The Cause of Justice is Always Urgent
Chair, Board of Directors
Most of us have never lived through a year like 2020 before. This has been a year of omnipresent tragedy and uncounted acts of heroism, of the most astonishing failures of governmental leadership and the most inspiring collective demands for racial justice. It has been a year that has further exposed and exacerbated the systematic inequality and injustice that pervade our society, as stock markets soared while people experiencing poverty and people of color suffered the brunt of the personal and economic devastation wreaked by COVID-19.
The Southern Center for Human Rights has never experienced a year like 2020 before, either. It began with the extraordinary clemency granted to our client Jimmy Meders by the Georgia Board of Pardons and Paroles the very day of his scheduled execution. It continued with the onslaught of COVID-19 and another wave of needless killings of Black people by the police and vigilantes.
The logistical and emotional burdens on our staff, many of whom are personally familiar with racism and police violence, have been tremendous. Yet, while taking on new childcare responsibilities and grappling with the latest manifestations of systemic racism in America, they only took on more work, organizing the defense of people arrested during antiracism protests and fighting to protect people trapped in jails from a deadly virus.
This has been an extraordinary year.

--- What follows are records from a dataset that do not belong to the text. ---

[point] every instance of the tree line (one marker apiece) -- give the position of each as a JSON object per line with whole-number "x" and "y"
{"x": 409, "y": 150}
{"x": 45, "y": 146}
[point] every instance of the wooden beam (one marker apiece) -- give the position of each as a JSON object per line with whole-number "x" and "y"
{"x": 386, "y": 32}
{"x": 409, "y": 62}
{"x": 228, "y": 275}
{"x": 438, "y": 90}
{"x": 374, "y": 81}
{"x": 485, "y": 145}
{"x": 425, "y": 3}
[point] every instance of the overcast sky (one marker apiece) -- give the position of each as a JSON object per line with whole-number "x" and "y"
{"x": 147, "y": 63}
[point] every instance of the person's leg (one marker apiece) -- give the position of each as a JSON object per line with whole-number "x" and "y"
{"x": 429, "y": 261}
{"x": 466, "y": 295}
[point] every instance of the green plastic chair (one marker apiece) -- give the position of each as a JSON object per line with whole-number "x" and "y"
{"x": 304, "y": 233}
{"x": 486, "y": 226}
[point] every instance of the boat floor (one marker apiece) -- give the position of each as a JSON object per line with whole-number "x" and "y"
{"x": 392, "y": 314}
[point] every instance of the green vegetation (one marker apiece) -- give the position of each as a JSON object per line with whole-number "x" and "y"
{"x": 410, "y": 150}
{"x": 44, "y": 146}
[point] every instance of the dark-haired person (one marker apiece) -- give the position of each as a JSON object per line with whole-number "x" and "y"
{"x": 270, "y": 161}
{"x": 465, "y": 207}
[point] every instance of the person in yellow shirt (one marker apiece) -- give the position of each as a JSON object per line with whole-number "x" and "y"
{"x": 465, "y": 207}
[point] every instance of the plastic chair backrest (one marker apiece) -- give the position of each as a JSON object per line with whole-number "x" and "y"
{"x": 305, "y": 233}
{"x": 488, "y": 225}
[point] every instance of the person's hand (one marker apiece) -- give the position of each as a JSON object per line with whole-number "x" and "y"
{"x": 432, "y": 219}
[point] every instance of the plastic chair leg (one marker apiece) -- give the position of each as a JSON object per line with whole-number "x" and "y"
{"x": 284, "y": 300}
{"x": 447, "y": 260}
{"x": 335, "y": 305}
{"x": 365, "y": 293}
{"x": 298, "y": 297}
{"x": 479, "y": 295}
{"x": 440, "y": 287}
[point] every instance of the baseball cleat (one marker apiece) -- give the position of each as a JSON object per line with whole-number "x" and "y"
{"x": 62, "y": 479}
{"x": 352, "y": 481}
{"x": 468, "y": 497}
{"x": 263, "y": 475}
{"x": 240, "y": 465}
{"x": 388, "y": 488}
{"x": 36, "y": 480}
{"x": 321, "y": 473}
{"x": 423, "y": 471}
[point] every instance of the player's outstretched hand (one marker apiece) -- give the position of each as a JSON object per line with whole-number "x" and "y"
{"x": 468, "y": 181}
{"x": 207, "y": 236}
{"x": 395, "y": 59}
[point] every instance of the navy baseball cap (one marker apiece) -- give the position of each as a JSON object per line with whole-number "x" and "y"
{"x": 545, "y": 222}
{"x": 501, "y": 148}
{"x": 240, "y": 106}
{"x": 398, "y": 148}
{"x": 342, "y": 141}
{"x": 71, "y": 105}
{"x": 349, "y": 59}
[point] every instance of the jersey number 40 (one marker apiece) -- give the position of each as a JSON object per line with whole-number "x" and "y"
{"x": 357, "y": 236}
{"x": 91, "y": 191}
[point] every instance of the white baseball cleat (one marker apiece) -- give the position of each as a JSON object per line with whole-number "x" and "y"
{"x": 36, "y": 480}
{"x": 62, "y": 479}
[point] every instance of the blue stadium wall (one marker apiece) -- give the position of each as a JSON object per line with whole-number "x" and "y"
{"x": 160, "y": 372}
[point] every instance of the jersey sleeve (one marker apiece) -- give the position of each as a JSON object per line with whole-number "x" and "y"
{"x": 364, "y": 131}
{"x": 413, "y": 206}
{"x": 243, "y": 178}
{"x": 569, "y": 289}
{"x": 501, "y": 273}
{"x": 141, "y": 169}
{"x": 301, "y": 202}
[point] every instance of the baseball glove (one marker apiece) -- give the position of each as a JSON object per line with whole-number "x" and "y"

But there is nothing extraordinary about racism and injustice in the criminal legal system. Whether the economy is up or down, whether Democrats or Republicans are in power, whether we have a vaccine for COVID-19 or not, the criminal legal system continues to oppress people experiencing poverty and people of color, causing millions of dollars of excessive fines and fees, hundreds of thousands of unnecessary jail stays, thousands of excessive years of prison sentences, hundreds of avoidable police killings, and dozens of cruel executions.
The cause of justice is always urgent. The Southern Center will always stand for equality, dignity, and justice in the criminal legal system and for a world free of the evils of the death penalty, mass incarceration, and the criminalization of poverty.
You are part of that fight. Your support defends Black men sentenced to death by all-white juries, overturns excessive prison sentences, helps people in jails assert their right to vote, shines a spotlight on abuses in jails and prisons, and campaigns against legislation that would make the criminal legal system harsher and less fair.
Our victories are your victories. When a federal judge orders the Department of Corrections to improve conditions at a horrific jail or prison, it is because of you. When an elderly Black man walks out of prison, free from a life sentence that was imposed almost exclusively on Black people, it is because of you.
We will continue to fight. We are counting on you to continue to fight as well. Please make a contribution or help spread the word about our work. Today.
Thank you for being our partner in the struggle for justice. We wish you and your family the very best this holiday season.
James Kwak has been a member of the board of directors of the Southern Center for Human Rights since 2013 and the board chair since 2019.